Will these recommendations make a difference?
One of the AHA and AAP’s strongest recommendations is to introduce taxes on drinks with high sugar content, a move that has already shown success in several cities across the U.S. and other countries.
Berkeley, California, for example, was the first U.S. city to pass a tax on sugary drinks, which went into effect in 2015. In the two years after the tax went into effect, a study found that consumption of sugary drinks fell by 52 percent while water consumption rose by 29 percent. By comparison, there were no significant changes in sugary beverage consumption in San Francisco or Oakland, the two cities closest to Berkeley.
In other areas of public health, such as alcohol abuse and cigarette smoking, the implementation of higher taxes has also led to reductions in their use.
Muth said that the taxes would, in part, go back to the communities being taxed to help improve health. In Philadelphia, for example, she said that the money generated from a soda tax goes to pre-K programs in neighborhoods where people are most likely to buy sugary drinks. Incidentally, these neighborhoods also tend to be ones with lower socioeconomic status, which also tend to be the ones disproportionately targeted in ads for unhealthy foods and drinks.

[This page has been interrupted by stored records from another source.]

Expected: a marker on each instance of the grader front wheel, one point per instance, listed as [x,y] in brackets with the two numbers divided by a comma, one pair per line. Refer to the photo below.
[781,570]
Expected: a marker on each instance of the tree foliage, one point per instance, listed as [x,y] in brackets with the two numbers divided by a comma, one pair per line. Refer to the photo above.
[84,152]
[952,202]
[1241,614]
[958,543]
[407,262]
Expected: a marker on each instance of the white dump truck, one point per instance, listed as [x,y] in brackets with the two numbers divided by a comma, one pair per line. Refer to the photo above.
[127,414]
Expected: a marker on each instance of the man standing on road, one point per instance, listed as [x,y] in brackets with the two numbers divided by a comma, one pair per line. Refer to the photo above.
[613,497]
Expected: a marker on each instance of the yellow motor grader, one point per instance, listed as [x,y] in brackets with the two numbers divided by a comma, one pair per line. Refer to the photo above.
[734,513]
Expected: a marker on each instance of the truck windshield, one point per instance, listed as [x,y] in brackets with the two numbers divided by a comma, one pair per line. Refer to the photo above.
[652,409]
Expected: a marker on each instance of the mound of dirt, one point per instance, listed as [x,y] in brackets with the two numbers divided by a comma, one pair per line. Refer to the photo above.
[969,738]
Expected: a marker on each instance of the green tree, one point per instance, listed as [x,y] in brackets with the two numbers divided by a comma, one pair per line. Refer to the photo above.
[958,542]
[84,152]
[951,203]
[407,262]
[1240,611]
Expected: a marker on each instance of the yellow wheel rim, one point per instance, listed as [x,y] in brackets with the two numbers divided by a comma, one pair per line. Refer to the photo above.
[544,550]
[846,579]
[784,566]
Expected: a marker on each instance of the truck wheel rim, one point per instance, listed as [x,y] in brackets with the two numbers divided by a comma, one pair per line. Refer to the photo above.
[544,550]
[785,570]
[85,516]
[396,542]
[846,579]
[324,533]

In their statement, the ABA spokesman said that instead of additional taxes and regulations, “a better way to help reduce the amount of sugar consumers get from beverages...includes putting parents in the driver’s seat to decide what’s best for their children.”

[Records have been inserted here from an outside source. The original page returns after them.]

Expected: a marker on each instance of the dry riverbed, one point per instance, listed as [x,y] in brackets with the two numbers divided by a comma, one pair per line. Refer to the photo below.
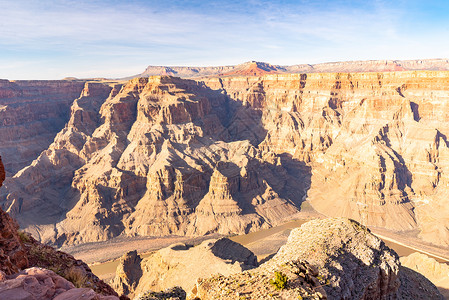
[103,257]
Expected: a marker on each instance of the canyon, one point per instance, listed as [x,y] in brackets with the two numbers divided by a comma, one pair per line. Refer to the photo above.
[230,154]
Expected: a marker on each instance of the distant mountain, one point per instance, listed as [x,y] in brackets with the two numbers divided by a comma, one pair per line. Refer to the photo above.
[254,68]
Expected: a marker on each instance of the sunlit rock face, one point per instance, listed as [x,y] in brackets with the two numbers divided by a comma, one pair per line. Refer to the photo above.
[31,114]
[164,155]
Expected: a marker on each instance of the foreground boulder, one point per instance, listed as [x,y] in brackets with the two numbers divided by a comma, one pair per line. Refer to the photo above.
[19,250]
[437,273]
[42,284]
[357,264]
[335,258]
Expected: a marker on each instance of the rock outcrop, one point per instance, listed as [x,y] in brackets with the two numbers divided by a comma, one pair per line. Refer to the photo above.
[234,154]
[437,273]
[354,263]
[37,283]
[331,258]
[18,250]
[181,265]
[254,68]
[31,114]
[128,273]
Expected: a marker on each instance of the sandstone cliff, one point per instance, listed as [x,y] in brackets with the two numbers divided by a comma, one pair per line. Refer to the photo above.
[437,273]
[154,158]
[164,155]
[181,265]
[332,258]
[31,114]
[30,270]
[253,68]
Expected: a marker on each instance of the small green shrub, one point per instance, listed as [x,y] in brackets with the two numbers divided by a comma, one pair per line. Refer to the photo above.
[76,276]
[24,237]
[280,281]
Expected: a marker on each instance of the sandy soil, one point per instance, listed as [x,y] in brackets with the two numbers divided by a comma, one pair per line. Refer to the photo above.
[103,257]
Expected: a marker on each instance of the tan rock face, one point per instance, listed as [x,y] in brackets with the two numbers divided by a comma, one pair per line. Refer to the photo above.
[36,283]
[334,258]
[356,264]
[164,155]
[437,273]
[181,265]
[31,114]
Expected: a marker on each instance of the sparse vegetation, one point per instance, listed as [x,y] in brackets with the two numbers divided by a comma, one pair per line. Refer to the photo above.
[76,276]
[24,237]
[280,281]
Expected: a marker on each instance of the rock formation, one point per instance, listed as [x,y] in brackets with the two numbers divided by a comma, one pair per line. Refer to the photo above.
[332,258]
[31,114]
[18,251]
[234,154]
[253,68]
[37,283]
[128,273]
[181,265]
[437,273]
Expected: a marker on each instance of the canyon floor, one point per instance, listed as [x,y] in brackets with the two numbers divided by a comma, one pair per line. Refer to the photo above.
[103,257]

“We are supporting parents who want less sugar in their kids’ diets by creating more drinks than ever before with less or no sugar, as well as smaller portion sizes, and by backing efforts to make water, milk or 100 percent juice the default beverages restaurants serve with children’s meals,” the spokesman continued, adding that it is working to reduce beverage calories consumed by 20 percent by 2025.
The guidelines released Monday are not waiting for the future, though. The AHA and AAP want parents to talk to their kids about healthy drink options and encourage them to drink only milk and water without drinks high in sugar as part of their diets. It’s important to teach kids how to read labels so that they can take initiative with their health.
What can parents do?
Muth recommended three ways parents can help:
· Starting at a young age, make water and milk the only available drinks for your kids. Eliminate sugary drinks at home, if possible, and give kids a fun, refillable water bottle that they can carry with them wherever they go. Parents should be role models by not consuming sugary drinks themselves.
· Teach kids that water and milk are the norm, even when going out to eat.
· Starting at around 7 or 8 years old, kids can start to recognize marketing tactics. Parents should talk to their children about these strategies that companies use to make them buy more drinks.
Jamie Felzer, MD, MPH, is an internal medicine resident from Scripps Clinic in San Diego, California, who is working with the ABC News Medical Unit.